Les chercheurs ont analysé les données liées à deux millions de naissances en Afrique, Asie et Amérique du Sud au cours des 30 dernières années. Leurs conclusions, fondées sur le plus grand ensemble de données rassemblées jusqu'à ce jour dans ce domaine, devraient guider les stratégies actuelles et futures de réduction de la mortalité infantile.
De précédentes études s'étaient focalisées sur le faible poids du bébé à la naissance (moins de 2,5 kg) mais cela a conduit à exclure des enfants qui pesaient plus de 2,5 kg à la naissance mais tout en étant tout de même nés prématurément ou trop petits.
Il apparaît désormais pertinent d'aller au-delà de la simple question du poids du nouveau-né et de vérifier également si un bébé est né trop petit ou trop tôt. "Par exemple, il est crucial que les services de santé mesurent avec précision l'âge gestationnel du nouveau-né, car il fournit des informations précieuses sur ses problèmes de santé à venir et affecte directement le plan de traitement médical du bébé", souligne Dominique Roberfroid, chercheur à l'institut de médecine tropicale.

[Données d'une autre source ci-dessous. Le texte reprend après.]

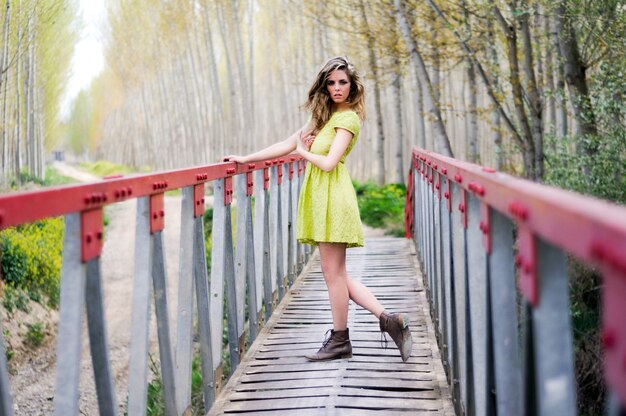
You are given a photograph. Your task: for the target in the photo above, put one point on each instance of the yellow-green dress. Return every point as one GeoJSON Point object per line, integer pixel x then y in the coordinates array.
{"type": "Point", "coordinates": [327, 208]}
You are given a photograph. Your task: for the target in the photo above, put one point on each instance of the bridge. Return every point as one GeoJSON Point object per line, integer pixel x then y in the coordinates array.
{"type": "Point", "coordinates": [483, 276]}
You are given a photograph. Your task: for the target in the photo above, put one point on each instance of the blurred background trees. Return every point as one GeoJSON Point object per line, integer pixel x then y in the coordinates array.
{"type": "Point", "coordinates": [531, 87]}
{"type": "Point", "coordinates": [37, 43]}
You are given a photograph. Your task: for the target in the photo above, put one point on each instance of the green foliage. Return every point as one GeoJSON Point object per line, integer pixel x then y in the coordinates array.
{"type": "Point", "coordinates": [31, 258]}
{"type": "Point", "coordinates": [207, 218]}
{"type": "Point", "coordinates": [104, 168]}
{"type": "Point", "coordinates": [80, 125]}
{"type": "Point", "coordinates": [35, 335]}
{"type": "Point", "coordinates": [14, 299]}
{"type": "Point", "coordinates": [382, 207]}
{"type": "Point", "coordinates": [155, 402]}
{"type": "Point", "coordinates": [606, 170]}
{"type": "Point", "coordinates": [585, 300]}
{"type": "Point", "coordinates": [53, 177]}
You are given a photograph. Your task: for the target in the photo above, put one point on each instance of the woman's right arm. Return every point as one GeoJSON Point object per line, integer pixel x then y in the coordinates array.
{"type": "Point", "coordinates": [279, 149]}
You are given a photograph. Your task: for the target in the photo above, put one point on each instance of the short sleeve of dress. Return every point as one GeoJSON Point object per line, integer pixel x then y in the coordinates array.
{"type": "Point", "coordinates": [348, 120]}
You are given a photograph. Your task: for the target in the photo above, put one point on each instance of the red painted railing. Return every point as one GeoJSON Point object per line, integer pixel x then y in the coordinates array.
{"type": "Point", "coordinates": [478, 232]}
{"type": "Point", "coordinates": [256, 274]}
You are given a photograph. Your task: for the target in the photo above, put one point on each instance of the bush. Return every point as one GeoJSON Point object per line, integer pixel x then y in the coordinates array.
{"type": "Point", "coordinates": [104, 168]}
{"type": "Point", "coordinates": [31, 258]}
{"type": "Point", "coordinates": [382, 207]}
{"type": "Point", "coordinates": [35, 335]}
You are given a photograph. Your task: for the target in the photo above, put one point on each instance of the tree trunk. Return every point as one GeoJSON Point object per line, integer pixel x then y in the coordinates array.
{"type": "Point", "coordinates": [576, 78]}
{"type": "Point", "coordinates": [432, 105]}
{"type": "Point", "coordinates": [549, 79]}
{"type": "Point", "coordinates": [528, 148]}
{"type": "Point", "coordinates": [472, 100]}
{"type": "Point", "coordinates": [534, 96]}
{"type": "Point", "coordinates": [380, 141]}
{"type": "Point", "coordinates": [18, 99]}
{"type": "Point", "coordinates": [495, 114]}
{"type": "Point", "coordinates": [397, 98]}
{"type": "Point", "coordinates": [3, 83]}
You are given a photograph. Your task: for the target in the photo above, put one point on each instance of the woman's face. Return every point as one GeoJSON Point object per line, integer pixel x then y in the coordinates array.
{"type": "Point", "coordinates": [338, 86]}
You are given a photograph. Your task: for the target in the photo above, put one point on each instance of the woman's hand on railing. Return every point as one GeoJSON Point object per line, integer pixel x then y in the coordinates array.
{"type": "Point", "coordinates": [305, 141]}
{"type": "Point", "coordinates": [235, 158]}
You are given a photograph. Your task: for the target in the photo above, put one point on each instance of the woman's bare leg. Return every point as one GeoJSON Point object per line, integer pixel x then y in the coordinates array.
{"type": "Point", "coordinates": [333, 260]}
{"type": "Point", "coordinates": [362, 296]}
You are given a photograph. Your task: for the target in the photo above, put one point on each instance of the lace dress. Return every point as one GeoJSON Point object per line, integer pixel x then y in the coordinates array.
{"type": "Point", "coordinates": [327, 208]}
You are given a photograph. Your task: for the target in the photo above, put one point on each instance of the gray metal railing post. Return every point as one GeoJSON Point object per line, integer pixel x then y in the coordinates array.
{"type": "Point", "coordinates": [6, 401]}
{"type": "Point", "coordinates": [554, 356]}
{"type": "Point", "coordinates": [159, 280]}
{"type": "Point", "coordinates": [261, 244]}
{"type": "Point", "coordinates": [140, 320]}
{"type": "Point", "coordinates": [478, 306]}
{"type": "Point", "coordinates": [460, 294]}
{"type": "Point", "coordinates": [507, 365]}
{"type": "Point", "coordinates": [184, 327]}
{"type": "Point", "coordinates": [98, 340]}
{"type": "Point", "coordinates": [241, 187]}
{"type": "Point", "coordinates": [446, 276]}
{"type": "Point", "coordinates": [276, 236]}
{"type": "Point", "coordinates": [218, 271]}
{"type": "Point", "coordinates": [204, 318]}
{"type": "Point", "coordinates": [69, 342]}
{"type": "Point", "coordinates": [223, 276]}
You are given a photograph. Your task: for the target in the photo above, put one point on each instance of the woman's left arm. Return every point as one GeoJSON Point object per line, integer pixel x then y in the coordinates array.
{"type": "Point", "coordinates": [337, 149]}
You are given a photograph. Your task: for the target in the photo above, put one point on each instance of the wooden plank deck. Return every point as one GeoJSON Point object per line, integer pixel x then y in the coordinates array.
{"type": "Point", "coordinates": [275, 379]}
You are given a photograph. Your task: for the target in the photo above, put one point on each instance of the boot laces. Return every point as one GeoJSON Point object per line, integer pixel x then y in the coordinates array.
{"type": "Point", "coordinates": [327, 338]}
{"type": "Point", "coordinates": [383, 336]}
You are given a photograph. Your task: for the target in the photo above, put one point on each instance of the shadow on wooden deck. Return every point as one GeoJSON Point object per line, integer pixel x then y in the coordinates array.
{"type": "Point", "coordinates": [275, 379]}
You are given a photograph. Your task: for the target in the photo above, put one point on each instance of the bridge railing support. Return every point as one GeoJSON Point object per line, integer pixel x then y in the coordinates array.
{"type": "Point", "coordinates": [252, 269]}
{"type": "Point", "coordinates": [493, 250]}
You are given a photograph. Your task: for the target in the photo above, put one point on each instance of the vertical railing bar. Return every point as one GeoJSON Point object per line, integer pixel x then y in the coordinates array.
{"type": "Point", "coordinates": [218, 264]}
{"type": "Point", "coordinates": [140, 320]}
{"type": "Point", "coordinates": [528, 360]}
{"type": "Point", "coordinates": [98, 344]}
{"type": "Point", "coordinates": [506, 353]}
{"type": "Point", "coordinates": [441, 293]}
{"type": "Point", "coordinates": [448, 288]}
{"type": "Point", "coordinates": [241, 186]}
{"type": "Point", "coordinates": [268, 282]}
{"type": "Point", "coordinates": [204, 317]}
{"type": "Point", "coordinates": [553, 344]}
{"type": "Point", "coordinates": [274, 207]}
{"type": "Point", "coordinates": [424, 232]}
{"type": "Point", "coordinates": [6, 401]}
{"type": "Point", "coordinates": [231, 292]}
{"type": "Point", "coordinates": [477, 302]}
{"type": "Point", "coordinates": [69, 342]}
{"type": "Point", "coordinates": [285, 202]}
{"type": "Point", "coordinates": [290, 226]}
{"type": "Point", "coordinates": [431, 253]}
{"type": "Point", "coordinates": [460, 290]}
{"type": "Point", "coordinates": [297, 180]}
{"type": "Point", "coordinates": [184, 327]}
{"type": "Point", "coordinates": [279, 265]}
{"type": "Point", "coordinates": [251, 280]}
{"type": "Point", "coordinates": [260, 211]}
{"type": "Point", "coordinates": [159, 280]}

Les recherches ont mis en évidence le fait que beaucoup de bébés nés dans les pays à revenus bas et moyens naissent trop petits (de 62% des bébés en Inde à 7% au Chili) tandis qu'une plus petite part des nouveaux-nés étaient prématurés (de 28% au Pakistan à 4% en Afrique du Sud). L'étude a confirmé que la naissance prématurée est associée à un risque de mortalité plus élevé.
"En Afrique, le risque de mourir au cours du premier mois de vie est doublé pour les bébés trop petits et est multiplié par six pour les prématurés. Le risque de décès est encore plus grand si le nouveau-né est à la fois trop petit et né trop tôt", poursuit Dominique Roberfroid.